The issue came up after the web app has been running for a while (several days), the response time of the site slowly increased. And in the end, the requests failed with timeout.
After we reviewed the memory dump and found out that the issue caused by the sites has many unique URLs requests, please refer to the section below.
- The Asp.net application can have a web.config files in each folder, it can help to set the specific configuration for that directory. You can find more details here.
- IIS caches the web.config into the machine memory, this can automatically optimize our code by avoiding unnecessary file IO and XML parsing.
- To process a request, IIS parses the request URL into directory and looks for the file client requested. Such as the request https://gsm.azure.com/subscriptions/1a65e618-edXXXXX/bootstrapMcapi will be parse into ../subscriptions/1a65e618-edXXXXX/bootstrapMcapi under the wwwroot folder.
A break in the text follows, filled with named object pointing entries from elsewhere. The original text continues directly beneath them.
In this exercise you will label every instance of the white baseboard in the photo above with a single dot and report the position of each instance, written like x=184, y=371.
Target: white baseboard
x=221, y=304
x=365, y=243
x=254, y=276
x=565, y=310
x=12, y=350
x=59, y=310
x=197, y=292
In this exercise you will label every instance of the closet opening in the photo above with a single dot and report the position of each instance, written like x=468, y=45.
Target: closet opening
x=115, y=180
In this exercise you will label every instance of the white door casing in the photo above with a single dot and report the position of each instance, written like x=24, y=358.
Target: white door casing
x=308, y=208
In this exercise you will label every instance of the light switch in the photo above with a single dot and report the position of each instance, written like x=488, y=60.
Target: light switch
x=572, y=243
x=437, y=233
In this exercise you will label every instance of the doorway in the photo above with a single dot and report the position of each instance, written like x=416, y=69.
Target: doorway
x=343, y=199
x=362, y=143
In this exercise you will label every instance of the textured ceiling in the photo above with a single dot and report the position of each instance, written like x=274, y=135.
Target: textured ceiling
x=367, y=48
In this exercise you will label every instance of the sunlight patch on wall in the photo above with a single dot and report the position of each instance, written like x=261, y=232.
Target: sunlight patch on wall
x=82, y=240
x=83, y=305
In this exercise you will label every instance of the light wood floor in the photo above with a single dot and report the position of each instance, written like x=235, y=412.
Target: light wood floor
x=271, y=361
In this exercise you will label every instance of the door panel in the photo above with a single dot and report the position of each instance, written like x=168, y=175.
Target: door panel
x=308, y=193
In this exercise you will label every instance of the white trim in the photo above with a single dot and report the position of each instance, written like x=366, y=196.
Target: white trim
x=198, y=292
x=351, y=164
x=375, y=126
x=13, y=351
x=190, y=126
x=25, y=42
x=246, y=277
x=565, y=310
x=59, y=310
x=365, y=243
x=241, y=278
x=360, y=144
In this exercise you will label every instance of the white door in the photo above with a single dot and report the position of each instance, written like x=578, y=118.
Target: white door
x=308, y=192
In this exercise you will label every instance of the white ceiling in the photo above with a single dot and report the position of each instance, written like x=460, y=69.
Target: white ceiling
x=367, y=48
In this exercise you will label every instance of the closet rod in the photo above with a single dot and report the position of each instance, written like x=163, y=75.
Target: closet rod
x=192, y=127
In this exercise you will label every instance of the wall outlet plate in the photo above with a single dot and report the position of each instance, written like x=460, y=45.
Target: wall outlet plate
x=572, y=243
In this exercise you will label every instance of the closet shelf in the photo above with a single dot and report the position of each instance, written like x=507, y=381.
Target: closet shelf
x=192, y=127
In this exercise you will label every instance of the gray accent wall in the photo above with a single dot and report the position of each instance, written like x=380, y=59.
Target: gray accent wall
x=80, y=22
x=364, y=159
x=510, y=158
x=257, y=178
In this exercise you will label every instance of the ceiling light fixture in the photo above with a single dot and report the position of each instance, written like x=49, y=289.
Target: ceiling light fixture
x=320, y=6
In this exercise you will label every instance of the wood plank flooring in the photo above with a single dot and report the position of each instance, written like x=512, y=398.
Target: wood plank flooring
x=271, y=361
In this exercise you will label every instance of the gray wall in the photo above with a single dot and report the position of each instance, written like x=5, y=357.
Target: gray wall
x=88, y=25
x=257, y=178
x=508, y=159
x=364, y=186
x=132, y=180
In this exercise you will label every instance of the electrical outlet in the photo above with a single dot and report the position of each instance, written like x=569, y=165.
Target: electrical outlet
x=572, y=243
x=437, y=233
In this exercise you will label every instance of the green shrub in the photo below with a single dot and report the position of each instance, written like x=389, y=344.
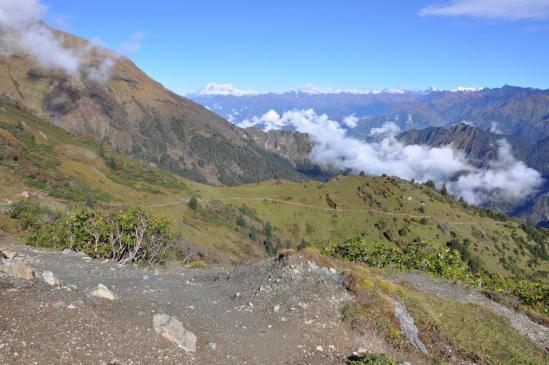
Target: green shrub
x=30, y=214
x=444, y=262
x=241, y=222
x=193, y=203
x=130, y=235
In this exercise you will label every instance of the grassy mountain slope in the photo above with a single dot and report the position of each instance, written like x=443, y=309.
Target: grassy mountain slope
x=61, y=170
x=138, y=115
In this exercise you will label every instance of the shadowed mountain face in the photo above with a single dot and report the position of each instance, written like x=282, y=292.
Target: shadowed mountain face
x=481, y=147
x=138, y=115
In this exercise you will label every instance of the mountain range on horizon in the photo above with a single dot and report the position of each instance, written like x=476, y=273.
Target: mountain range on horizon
x=137, y=115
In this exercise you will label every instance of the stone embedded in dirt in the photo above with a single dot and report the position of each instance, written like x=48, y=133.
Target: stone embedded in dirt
x=50, y=279
x=407, y=326
x=103, y=292
x=7, y=255
x=171, y=329
x=17, y=269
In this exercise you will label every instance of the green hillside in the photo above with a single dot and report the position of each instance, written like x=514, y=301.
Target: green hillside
x=60, y=170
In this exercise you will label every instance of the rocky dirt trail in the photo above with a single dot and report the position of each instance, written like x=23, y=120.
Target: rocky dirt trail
x=283, y=311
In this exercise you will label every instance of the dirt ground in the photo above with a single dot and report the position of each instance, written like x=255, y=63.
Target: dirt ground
x=273, y=312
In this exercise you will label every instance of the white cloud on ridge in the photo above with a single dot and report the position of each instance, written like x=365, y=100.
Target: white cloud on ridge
x=350, y=121
x=505, y=178
x=22, y=31
x=510, y=10
x=224, y=89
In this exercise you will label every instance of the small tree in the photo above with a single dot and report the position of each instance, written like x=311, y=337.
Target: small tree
x=443, y=190
x=241, y=222
x=253, y=234
x=268, y=231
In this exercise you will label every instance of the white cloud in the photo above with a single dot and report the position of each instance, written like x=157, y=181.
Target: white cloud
x=491, y=9
x=466, y=89
x=22, y=31
x=350, y=121
x=133, y=44
x=505, y=178
x=494, y=128
x=224, y=89
x=313, y=89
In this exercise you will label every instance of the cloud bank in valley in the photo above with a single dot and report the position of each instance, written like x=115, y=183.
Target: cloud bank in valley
x=491, y=9
x=22, y=31
x=505, y=178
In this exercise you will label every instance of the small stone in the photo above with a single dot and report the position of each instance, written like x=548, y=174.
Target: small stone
x=103, y=292
x=50, y=279
x=171, y=329
x=17, y=269
x=7, y=254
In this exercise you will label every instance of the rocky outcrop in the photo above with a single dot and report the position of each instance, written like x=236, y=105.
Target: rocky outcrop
x=171, y=329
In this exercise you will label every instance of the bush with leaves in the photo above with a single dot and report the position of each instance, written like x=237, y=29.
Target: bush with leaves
x=193, y=203
x=445, y=262
x=130, y=235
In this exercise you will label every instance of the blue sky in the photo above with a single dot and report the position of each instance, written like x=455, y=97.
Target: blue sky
x=372, y=44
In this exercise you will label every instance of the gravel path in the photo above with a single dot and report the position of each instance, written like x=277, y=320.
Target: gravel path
x=273, y=312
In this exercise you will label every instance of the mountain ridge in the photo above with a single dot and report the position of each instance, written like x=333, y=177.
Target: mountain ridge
x=136, y=114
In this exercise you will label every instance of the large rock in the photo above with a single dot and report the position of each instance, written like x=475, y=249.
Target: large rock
x=171, y=329
x=408, y=326
x=17, y=269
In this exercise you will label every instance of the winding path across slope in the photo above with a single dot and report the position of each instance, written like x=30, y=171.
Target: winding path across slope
x=344, y=210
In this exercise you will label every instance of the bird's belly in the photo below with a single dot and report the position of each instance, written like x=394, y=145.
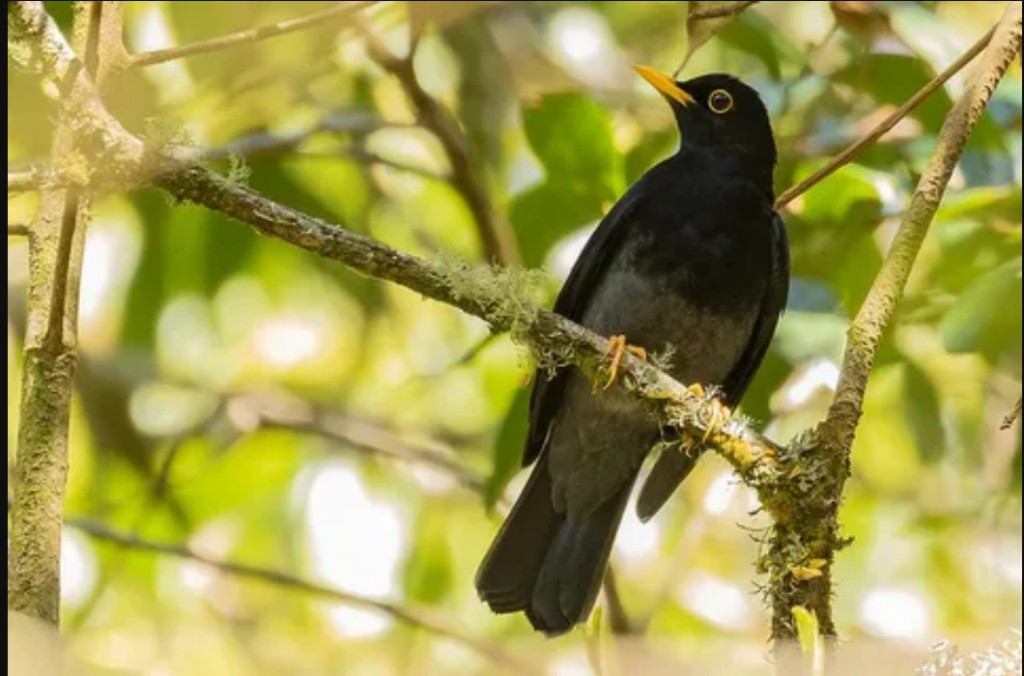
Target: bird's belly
x=705, y=343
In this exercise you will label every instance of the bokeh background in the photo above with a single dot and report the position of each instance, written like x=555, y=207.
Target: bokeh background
x=260, y=405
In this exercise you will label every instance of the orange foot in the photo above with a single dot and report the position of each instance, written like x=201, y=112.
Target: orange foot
x=719, y=414
x=616, y=348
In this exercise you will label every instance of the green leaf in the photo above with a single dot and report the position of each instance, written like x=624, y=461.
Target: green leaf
x=547, y=213
x=986, y=317
x=428, y=571
x=571, y=136
x=892, y=79
x=924, y=415
x=508, y=449
x=755, y=35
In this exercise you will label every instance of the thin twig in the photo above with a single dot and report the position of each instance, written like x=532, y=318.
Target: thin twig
x=1012, y=417
x=250, y=36
x=353, y=122
x=720, y=12
x=850, y=153
x=411, y=616
x=496, y=235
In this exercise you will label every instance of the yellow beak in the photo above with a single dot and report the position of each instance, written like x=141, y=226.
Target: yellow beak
x=664, y=84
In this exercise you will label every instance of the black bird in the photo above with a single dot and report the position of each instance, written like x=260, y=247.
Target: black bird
x=694, y=257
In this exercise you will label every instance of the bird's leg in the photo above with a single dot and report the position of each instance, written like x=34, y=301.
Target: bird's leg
x=616, y=348
x=719, y=414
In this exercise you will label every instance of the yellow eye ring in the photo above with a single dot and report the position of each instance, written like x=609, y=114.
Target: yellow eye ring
x=720, y=101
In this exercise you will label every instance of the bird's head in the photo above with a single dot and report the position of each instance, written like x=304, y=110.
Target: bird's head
x=719, y=114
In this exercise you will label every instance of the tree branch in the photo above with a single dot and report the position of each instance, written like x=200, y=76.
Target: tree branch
x=251, y=36
x=1012, y=417
x=497, y=296
x=853, y=151
x=720, y=12
x=54, y=271
x=801, y=550
x=498, y=239
x=411, y=616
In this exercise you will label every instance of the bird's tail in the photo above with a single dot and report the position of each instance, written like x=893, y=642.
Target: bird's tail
x=546, y=564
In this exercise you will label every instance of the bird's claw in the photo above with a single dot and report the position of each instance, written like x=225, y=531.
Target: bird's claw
x=616, y=349
x=719, y=414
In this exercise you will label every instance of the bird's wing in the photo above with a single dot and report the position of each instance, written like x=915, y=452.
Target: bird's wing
x=771, y=307
x=571, y=302
x=674, y=465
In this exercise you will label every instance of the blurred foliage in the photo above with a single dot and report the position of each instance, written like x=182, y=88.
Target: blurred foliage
x=189, y=319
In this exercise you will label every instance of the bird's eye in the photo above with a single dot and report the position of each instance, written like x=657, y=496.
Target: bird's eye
x=720, y=101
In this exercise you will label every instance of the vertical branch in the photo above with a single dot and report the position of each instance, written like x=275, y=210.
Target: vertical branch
x=497, y=237
x=55, y=265
x=802, y=547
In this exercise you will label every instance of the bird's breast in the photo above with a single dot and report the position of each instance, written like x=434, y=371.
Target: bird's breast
x=705, y=341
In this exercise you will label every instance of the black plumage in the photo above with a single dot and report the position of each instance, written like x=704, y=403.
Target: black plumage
x=694, y=257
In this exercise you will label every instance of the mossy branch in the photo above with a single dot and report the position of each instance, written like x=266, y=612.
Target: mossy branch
x=800, y=551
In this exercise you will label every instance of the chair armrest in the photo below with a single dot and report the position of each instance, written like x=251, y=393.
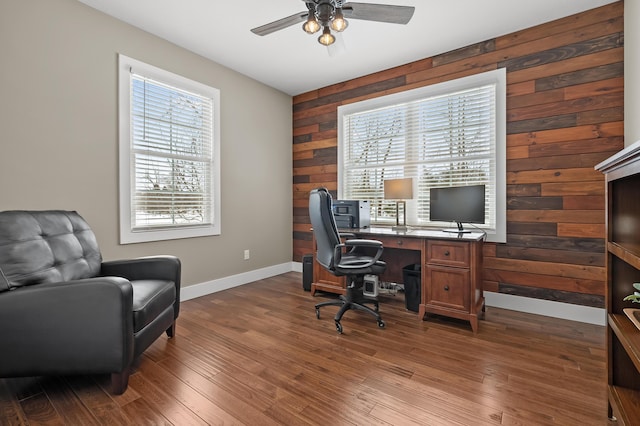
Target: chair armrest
x=163, y=267
x=363, y=243
x=144, y=268
x=354, y=245
x=67, y=327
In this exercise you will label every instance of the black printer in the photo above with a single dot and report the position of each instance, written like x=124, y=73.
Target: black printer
x=351, y=214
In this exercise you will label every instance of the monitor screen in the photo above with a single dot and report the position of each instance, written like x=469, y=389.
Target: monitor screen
x=460, y=204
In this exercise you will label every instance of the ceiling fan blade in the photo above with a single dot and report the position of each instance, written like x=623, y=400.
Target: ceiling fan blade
x=378, y=12
x=280, y=24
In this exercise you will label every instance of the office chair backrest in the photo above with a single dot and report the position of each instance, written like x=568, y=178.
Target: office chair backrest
x=324, y=227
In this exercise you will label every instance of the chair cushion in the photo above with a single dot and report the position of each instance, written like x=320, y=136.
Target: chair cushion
x=150, y=299
x=45, y=247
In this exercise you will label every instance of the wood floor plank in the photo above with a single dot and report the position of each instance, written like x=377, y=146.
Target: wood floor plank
x=256, y=354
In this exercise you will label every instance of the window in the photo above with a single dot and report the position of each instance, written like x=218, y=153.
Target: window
x=169, y=155
x=447, y=134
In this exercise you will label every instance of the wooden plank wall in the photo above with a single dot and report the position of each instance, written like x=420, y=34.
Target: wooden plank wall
x=564, y=115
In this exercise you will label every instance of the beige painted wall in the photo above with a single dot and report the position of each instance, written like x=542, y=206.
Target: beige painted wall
x=59, y=135
x=631, y=72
Considering the above 3 facts, to cache the web.config, IIS will save all those unique directories from the requests into the memory. If the overall URL combinations are too many, the cache size would be huge, and the threads will get hung while trying to delete and update this cache.
How to verify if the site's slowness is caused by this?
If the site has a high rate of unique URL requests, it is suffering from this issue. One of the most common scenarios is that the site has a lot of dynamic generate sections in the URL, such as the unique GUID.
You can check the request's URLs if you have any available logs, but if you don't, you can check from the App Service Web Server Log, and by sending the App Service Web Server Log to the Log Annalistic, we will be able to statistic it. You can check the detailed steps at the bottom of this article.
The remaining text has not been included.